Sekarang coba lihat pemain-pemain kita yang sudah masuk usia emas namun hanya
berkutat dengan babak 32 besar dan paling banter 16 besar dan masih aja
berkompetisi di ajang International Challenge, BANYAK kok.
Jadi atlet
bukan hal mudah, gua juga gak mau jadi atlet. Mereka luar biasa membuat keputusan menjadi atlet. Tapi saat mereka
mengambil keputusan itu mereka harus sadar bahwa mereka menjadi pusat perhatian
apalagi setelah menjadi atlet pelatnas di negara yang memang punya sejarah
panjang tentang bulutangkis. Atlet saat ini seperti anggota DPR dan artis yang
jadi pusat perhatian. Apalagi menjadi atlet pelatnas dimana mereka di sokong
oleh uang negara. Sudah sepantasnya mereka berprestasi dan tidak takut menerima masukkan dan
menerima cibiran jika tak berprestasi.
Bukan atlet kita yang lemah tapi atlet negara lain
memang sudah terlanjur sangat luat. Carolina Marin menghabiskan latihan dari
Senin sampai Sabtu dan baru beristirahat di hari minggu bahkan kadang ia harus
menambah jadwal latihan sendiri karena tak ada teman sparring partner yang
mumpuni untuk menambah skillnya sehingga ia beberapa kali harus latihan di
Indonesia, Thailand dan beberapa negara lain. Pun dengan Ratchanok Intanon dan
Nozomi OKuhara yang punya jadwal latihan yang padat untuk menambah skill
mereka.
Intanon, Okuhara dan Marin pun manusia biasa. Apakah
mereka main media sosial?. O ya jelas, ketiga tunggal putri ini punya twitter,
Okuhara jarang update status, Marin pun juga, Ratchanok Intanon yang paling
sering mengupdate status apalagi ketika sekarang ia berpacaran dengan Pannawit
Thongnuam, frekuensi update status di twitter dan facebook makin sering. Tapi
tetap, Intanon tak lupa prestasinya. Hasilnya tiga gelar langsung di bawa
pulang.
Apakah ketiganya tidak pernah cedera?. Marin,
Intanon dan Okuhara semuanya pernah cedera. Okuhara bahkan saya lihat langsung
cedera saat mengalami cedera parah di ajang Malaysia Open Super Series 2013.

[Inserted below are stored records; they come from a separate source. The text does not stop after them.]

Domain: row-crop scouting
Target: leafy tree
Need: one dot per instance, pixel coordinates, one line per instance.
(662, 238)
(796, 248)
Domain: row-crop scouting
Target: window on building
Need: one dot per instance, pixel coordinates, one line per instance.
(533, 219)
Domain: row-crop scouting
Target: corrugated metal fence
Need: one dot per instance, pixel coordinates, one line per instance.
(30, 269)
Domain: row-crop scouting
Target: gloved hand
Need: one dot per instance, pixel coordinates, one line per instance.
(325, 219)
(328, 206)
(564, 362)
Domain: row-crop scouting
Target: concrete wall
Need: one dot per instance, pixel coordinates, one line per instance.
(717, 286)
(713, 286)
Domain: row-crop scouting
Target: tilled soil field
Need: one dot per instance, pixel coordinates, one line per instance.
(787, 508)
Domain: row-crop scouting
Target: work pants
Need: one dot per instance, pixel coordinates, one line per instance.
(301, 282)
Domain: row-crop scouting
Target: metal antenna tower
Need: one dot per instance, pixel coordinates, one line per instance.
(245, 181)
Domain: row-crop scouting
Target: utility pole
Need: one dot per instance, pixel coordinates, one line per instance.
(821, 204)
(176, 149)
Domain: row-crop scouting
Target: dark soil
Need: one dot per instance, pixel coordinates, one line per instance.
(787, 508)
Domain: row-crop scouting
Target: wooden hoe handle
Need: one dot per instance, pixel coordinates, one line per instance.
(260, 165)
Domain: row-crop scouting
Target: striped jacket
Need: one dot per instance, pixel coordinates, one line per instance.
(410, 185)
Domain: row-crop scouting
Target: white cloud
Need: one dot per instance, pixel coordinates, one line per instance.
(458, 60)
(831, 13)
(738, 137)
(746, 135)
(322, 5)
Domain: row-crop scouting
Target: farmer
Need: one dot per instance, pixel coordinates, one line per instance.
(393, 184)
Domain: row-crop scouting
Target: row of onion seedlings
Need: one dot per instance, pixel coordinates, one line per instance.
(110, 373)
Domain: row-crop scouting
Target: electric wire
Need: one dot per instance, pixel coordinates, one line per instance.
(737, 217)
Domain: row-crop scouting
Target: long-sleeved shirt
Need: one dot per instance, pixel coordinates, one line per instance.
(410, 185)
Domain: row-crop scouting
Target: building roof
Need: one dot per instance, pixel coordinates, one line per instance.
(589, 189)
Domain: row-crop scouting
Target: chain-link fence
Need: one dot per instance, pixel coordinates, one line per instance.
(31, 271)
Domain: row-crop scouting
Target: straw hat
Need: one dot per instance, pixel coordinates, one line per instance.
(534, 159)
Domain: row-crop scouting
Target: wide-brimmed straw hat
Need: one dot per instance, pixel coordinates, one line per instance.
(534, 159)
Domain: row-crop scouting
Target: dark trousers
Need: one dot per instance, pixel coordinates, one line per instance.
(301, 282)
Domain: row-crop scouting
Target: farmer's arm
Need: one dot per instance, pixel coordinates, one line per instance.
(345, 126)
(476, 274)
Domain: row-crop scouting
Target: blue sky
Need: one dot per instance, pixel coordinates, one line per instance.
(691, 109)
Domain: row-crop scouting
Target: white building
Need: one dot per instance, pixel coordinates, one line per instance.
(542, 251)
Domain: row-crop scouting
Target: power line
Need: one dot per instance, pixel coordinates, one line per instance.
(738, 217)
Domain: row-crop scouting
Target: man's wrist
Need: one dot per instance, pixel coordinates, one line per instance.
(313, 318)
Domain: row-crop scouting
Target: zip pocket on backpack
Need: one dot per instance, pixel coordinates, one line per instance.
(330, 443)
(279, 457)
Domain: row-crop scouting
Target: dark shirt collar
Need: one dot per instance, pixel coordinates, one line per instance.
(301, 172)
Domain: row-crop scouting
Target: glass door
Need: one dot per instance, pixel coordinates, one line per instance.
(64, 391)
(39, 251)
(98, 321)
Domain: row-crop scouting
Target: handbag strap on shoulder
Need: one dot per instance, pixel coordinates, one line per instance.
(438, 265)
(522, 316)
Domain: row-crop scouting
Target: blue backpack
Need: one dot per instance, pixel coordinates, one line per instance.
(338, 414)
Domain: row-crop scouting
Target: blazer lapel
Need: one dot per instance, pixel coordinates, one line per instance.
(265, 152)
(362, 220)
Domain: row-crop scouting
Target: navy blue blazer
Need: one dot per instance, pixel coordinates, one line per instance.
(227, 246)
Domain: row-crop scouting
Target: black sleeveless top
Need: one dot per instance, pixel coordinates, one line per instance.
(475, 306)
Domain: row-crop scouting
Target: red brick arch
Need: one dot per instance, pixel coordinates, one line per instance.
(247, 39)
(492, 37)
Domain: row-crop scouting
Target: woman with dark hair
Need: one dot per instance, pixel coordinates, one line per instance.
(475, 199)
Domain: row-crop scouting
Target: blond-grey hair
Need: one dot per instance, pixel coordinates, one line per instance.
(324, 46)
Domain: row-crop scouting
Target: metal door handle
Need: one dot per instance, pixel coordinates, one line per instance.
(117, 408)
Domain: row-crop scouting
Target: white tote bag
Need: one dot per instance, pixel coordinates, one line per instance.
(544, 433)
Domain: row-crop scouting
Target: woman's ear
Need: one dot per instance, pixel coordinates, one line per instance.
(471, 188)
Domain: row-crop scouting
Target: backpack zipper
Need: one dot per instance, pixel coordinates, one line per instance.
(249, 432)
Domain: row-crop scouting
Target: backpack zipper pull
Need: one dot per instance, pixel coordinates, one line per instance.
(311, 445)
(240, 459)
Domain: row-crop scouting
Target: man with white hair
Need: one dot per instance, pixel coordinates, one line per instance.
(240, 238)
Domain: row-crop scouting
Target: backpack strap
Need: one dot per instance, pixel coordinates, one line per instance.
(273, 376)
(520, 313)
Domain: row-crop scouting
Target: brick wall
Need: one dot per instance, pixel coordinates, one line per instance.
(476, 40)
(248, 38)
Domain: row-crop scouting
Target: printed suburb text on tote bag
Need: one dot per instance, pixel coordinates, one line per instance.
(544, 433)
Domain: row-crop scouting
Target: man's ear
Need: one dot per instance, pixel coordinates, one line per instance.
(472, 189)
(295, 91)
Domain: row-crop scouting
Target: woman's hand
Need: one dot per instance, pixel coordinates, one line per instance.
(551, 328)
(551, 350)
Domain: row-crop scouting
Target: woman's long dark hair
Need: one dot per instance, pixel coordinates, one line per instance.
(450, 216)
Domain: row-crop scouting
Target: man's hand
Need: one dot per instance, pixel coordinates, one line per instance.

Saat itu kami nonton langsung di Stadium Putra dimana ia cedera saat menghadapi
Saina Nehwal. Beristirahat lama, pebulutangkis mungil ini tak pernah menyerah
dan kembali di tahun 2014 dimana namanya mulai diperhitungkan. Marin pun jelang
BWF World Badminton Championships 2015 di Jakarta hampir batal tampil karena
habis mengalami operasi. Tapi tekadnya kuat mempertahankan gelar membuatnya
tetap tampil dan hasilnya ia menjadi juara dunia kedua kalinya dalam dua tahun
beruntun.
Bagaimana dengan Intanon?. Masih ingat saat ia
harus meraung raung di Istora saat berhadapan dengan Lindaweni Fanetri. Sempat
beristirahat cukup lama, Intanon kembali lebih kuat. Badannya dulu yang
terlihat ringkih sekarang lebih kuat, skillnya makin mumpuni. Buktinya dengan
tiga gelar di tiga minggu beruntun.
Apa yang kita pelajari?. Kita belajar bahwa atlet
juga manusia, perlu main twitter, perlu pacaran, perlu jalan-jalan, perlu ini
dan itu. Silahkan dan monggo. Tak ada yang melarang, manusiawi sekali. Jadi kalau
ada pencinta bulutangkis yang melarang atlet bermain media sosial menurut
pribadi adalah salah. Tapi kalau bermain media sosial terus tanpa punya
prestasi itu yang membuat miris dan jangan salah kemudian jika di bully.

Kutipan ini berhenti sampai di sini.